Staring back at me today is something that Paul probably saw last year. But it's something that I found pretty cool because initially it looked like a mistake. Almost as cool as Tom starting to get SPARQL going.
Basically, there are three indices in JRDF: (0,1,2), (1,2,0) and (2,0,1). With the 0 equating to the subject, the 1 the predicate and 2 to the object.
Looking at a refactoring between these internal indices and triples (ordered by subject, predicate and object) there are these three mappings:
* (0,1,2) maps to (s,p,o) using (0,1,2),
* (1,2,0) maps to (s,p,o) using (2,0,1), and
* (2,0,1) maps to (s,p,o) using (1,2,0).
Using the second index as an example, it means that the internal representation maps the third element to the subject, the first element to predicate and the second element to the object.
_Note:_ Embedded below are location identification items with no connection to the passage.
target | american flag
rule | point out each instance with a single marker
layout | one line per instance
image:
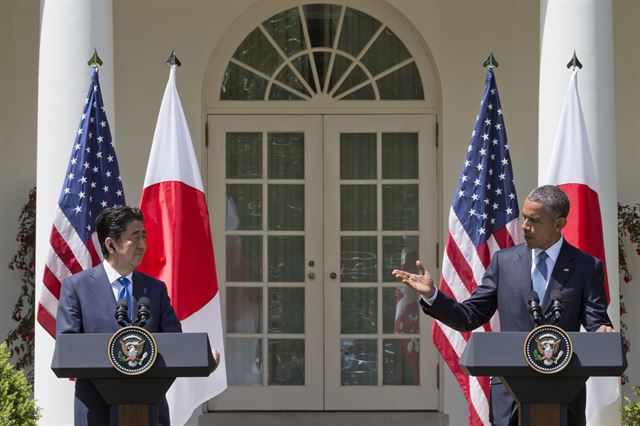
(91, 183)
(483, 219)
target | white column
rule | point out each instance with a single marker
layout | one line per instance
(69, 31)
(585, 26)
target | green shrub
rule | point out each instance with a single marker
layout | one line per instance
(631, 410)
(17, 407)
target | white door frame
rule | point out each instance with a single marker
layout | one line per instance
(359, 397)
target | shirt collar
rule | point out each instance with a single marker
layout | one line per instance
(553, 252)
(113, 275)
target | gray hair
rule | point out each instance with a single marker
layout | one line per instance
(552, 198)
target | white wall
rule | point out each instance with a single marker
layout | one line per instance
(626, 15)
(144, 35)
(18, 106)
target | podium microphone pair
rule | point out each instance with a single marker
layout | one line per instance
(535, 311)
(122, 312)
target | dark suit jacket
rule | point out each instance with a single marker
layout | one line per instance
(87, 305)
(506, 286)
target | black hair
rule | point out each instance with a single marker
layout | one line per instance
(112, 221)
(552, 198)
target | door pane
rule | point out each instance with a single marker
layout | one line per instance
(357, 156)
(244, 207)
(400, 207)
(400, 311)
(398, 252)
(358, 259)
(286, 310)
(286, 259)
(244, 310)
(358, 207)
(244, 258)
(244, 361)
(401, 362)
(359, 365)
(286, 207)
(286, 362)
(244, 155)
(286, 155)
(400, 156)
(358, 310)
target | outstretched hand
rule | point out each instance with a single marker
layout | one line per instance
(422, 283)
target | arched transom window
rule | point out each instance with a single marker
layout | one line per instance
(321, 50)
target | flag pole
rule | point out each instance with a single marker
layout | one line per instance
(95, 60)
(490, 61)
(574, 62)
(173, 60)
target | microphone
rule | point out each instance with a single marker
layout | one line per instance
(534, 307)
(144, 313)
(556, 305)
(122, 312)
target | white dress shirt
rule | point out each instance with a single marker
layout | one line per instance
(113, 276)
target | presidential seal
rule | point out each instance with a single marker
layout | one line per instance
(132, 350)
(548, 349)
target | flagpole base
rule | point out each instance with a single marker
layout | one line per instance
(134, 415)
(542, 414)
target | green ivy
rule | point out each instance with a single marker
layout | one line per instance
(631, 410)
(20, 339)
(628, 229)
(17, 408)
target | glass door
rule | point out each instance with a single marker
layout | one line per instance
(380, 214)
(266, 173)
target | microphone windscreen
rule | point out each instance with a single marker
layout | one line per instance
(533, 296)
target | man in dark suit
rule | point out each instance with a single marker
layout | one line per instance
(507, 284)
(88, 300)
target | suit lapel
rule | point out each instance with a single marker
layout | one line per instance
(102, 289)
(560, 274)
(140, 289)
(522, 271)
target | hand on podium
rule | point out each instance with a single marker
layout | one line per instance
(421, 283)
(216, 358)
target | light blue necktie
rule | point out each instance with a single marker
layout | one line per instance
(124, 294)
(540, 274)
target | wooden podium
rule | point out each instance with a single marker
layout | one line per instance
(543, 398)
(85, 356)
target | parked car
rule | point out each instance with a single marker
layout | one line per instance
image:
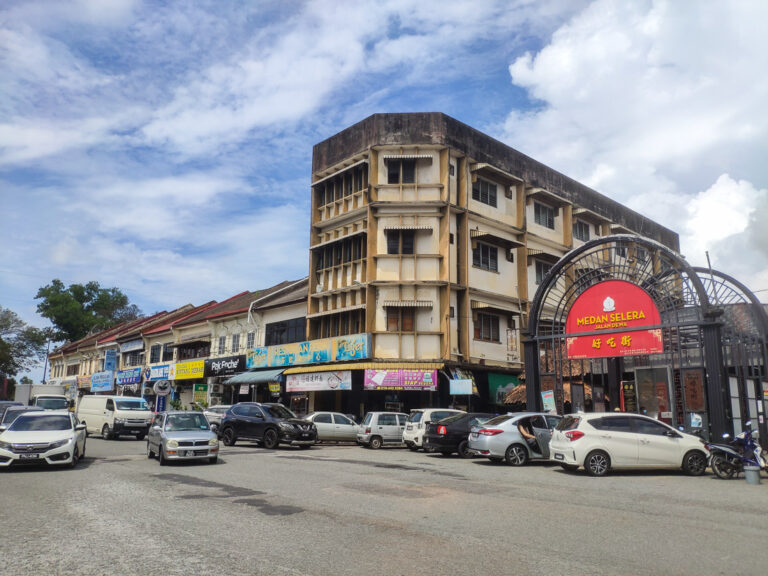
(333, 427)
(379, 428)
(606, 441)
(215, 414)
(112, 416)
(266, 423)
(500, 438)
(413, 435)
(12, 412)
(451, 434)
(182, 435)
(42, 437)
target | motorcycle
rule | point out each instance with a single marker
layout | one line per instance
(727, 460)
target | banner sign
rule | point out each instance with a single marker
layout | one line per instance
(189, 370)
(110, 360)
(131, 376)
(226, 366)
(400, 379)
(460, 387)
(160, 372)
(618, 306)
(341, 380)
(102, 381)
(339, 349)
(200, 393)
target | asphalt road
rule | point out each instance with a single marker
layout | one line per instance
(337, 510)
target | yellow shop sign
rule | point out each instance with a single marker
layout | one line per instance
(188, 370)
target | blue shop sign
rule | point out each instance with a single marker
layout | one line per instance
(131, 376)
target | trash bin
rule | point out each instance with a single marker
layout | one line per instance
(752, 474)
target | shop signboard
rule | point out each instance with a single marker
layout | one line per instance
(315, 381)
(159, 372)
(460, 387)
(189, 370)
(102, 381)
(613, 318)
(341, 348)
(130, 376)
(110, 360)
(200, 393)
(400, 379)
(226, 366)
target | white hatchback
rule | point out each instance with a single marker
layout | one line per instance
(603, 441)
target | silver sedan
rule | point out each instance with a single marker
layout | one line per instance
(515, 438)
(182, 436)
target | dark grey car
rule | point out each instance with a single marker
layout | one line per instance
(182, 436)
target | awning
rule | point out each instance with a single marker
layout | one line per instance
(366, 366)
(324, 178)
(407, 156)
(255, 376)
(407, 304)
(493, 238)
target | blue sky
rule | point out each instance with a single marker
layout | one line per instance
(165, 147)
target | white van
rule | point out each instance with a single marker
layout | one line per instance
(111, 416)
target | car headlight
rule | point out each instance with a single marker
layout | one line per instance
(60, 443)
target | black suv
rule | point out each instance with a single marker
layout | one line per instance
(269, 424)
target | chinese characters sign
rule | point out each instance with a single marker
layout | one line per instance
(400, 379)
(616, 311)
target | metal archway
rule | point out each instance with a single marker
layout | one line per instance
(688, 323)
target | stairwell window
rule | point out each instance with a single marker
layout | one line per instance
(487, 327)
(544, 215)
(401, 171)
(486, 257)
(400, 241)
(485, 192)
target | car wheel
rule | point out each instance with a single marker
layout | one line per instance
(463, 449)
(597, 463)
(694, 463)
(516, 455)
(229, 437)
(271, 439)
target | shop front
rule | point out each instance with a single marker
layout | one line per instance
(624, 323)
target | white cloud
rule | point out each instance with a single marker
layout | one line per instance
(654, 104)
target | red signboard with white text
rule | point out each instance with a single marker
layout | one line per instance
(616, 311)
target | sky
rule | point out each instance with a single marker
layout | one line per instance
(165, 148)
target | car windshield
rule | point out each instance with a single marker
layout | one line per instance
(278, 411)
(52, 403)
(28, 423)
(185, 422)
(498, 420)
(134, 404)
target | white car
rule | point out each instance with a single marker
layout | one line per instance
(604, 441)
(46, 437)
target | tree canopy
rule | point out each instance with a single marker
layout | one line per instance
(21, 346)
(77, 310)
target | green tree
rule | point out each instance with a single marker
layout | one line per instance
(21, 346)
(80, 308)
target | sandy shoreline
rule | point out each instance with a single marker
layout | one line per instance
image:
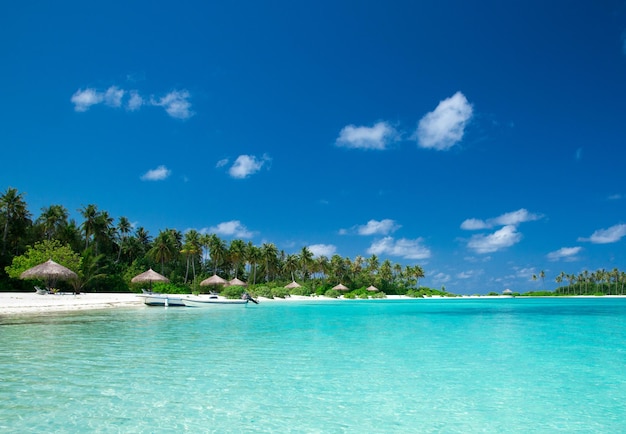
(24, 303)
(14, 303)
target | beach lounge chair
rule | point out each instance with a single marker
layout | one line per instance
(40, 291)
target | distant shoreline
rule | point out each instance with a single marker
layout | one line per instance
(30, 303)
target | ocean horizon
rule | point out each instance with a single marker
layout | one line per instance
(444, 365)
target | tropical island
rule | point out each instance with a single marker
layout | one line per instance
(106, 253)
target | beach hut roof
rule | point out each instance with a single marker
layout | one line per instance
(48, 270)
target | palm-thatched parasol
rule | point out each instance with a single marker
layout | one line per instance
(237, 282)
(49, 271)
(214, 280)
(149, 276)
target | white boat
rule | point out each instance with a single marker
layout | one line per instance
(154, 299)
(214, 300)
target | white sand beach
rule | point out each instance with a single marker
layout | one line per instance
(30, 302)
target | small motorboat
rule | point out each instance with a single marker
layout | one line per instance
(157, 299)
(216, 300)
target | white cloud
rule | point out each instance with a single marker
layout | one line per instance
(565, 253)
(500, 239)
(511, 218)
(135, 101)
(233, 228)
(246, 165)
(441, 278)
(374, 227)
(375, 137)
(444, 127)
(113, 96)
(404, 248)
(606, 236)
(327, 250)
(83, 99)
(176, 104)
(474, 224)
(158, 174)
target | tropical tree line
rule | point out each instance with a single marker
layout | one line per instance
(107, 252)
(599, 282)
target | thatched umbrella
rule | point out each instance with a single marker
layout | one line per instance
(149, 276)
(237, 282)
(49, 271)
(293, 285)
(213, 280)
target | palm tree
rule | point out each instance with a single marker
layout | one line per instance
(164, 248)
(191, 249)
(290, 265)
(217, 250)
(89, 213)
(13, 210)
(269, 253)
(306, 261)
(236, 254)
(123, 229)
(52, 219)
(253, 255)
(103, 231)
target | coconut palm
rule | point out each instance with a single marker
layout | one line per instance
(15, 214)
(52, 219)
(253, 256)
(164, 248)
(217, 251)
(236, 254)
(269, 253)
(89, 213)
(123, 229)
(305, 259)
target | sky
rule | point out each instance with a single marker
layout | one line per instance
(483, 141)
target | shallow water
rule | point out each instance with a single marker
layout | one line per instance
(486, 365)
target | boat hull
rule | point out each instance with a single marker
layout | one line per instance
(208, 302)
(164, 300)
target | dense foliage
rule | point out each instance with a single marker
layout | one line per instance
(106, 254)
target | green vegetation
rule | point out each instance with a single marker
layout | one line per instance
(106, 254)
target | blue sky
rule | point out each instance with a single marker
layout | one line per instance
(482, 140)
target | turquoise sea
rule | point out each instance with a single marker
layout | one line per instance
(458, 366)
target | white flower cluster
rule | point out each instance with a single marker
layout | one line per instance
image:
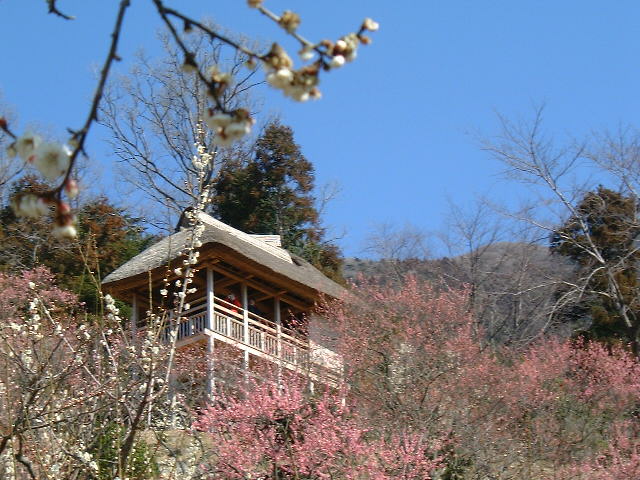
(112, 311)
(51, 159)
(228, 127)
(29, 205)
(300, 85)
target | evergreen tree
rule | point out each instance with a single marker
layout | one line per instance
(273, 194)
(107, 237)
(601, 240)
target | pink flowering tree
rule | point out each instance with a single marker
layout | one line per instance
(415, 363)
(284, 432)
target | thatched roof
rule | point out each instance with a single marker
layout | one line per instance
(220, 236)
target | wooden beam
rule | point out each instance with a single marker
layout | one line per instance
(272, 292)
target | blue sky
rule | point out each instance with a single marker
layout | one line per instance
(397, 127)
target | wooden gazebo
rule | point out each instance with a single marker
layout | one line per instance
(251, 296)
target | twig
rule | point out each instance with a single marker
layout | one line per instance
(54, 10)
(80, 135)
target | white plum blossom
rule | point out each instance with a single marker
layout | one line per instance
(30, 206)
(26, 145)
(370, 24)
(281, 78)
(306, 54)
(229, 127)
(52, 160)
(337, 61)
(64, 232)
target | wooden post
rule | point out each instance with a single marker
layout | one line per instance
(211, 381)
(210, 298)
(245, 328)
(278, 321)
(134, 317)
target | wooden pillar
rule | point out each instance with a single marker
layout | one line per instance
(134, 316)
(210, 298)
(211, 381)
(278, 320)
(245, 328)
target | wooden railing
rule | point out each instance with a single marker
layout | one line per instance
(255, 331)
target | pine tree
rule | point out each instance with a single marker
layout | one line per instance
(601, 240)
(273, 194)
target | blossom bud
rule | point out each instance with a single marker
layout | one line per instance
(337, 61)
(370, 25)
(251, 63)
(71, 188)
(290, 21)
(306, 53)
(65, 232)
(189, 65)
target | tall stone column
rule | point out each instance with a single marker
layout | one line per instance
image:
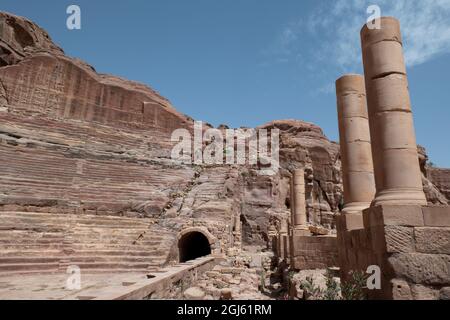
(356, 153)
(298, 207)
(394, 148)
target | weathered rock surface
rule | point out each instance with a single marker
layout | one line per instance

The surprising thing I noticed, beside the other two indices not being tested correctly, was that the other indices ((2,1,0), (1,0,2), (0,2,1) - these are mentioned in Paul's post) don't seem to have this property. They all seem to map (s,p,o) like (0,1,2) - i.e. using themselves. Whereas, (1,2,0) mapped to itself gives (2,0,1) and (2,0,1) mapped to itself gives (1,2,0).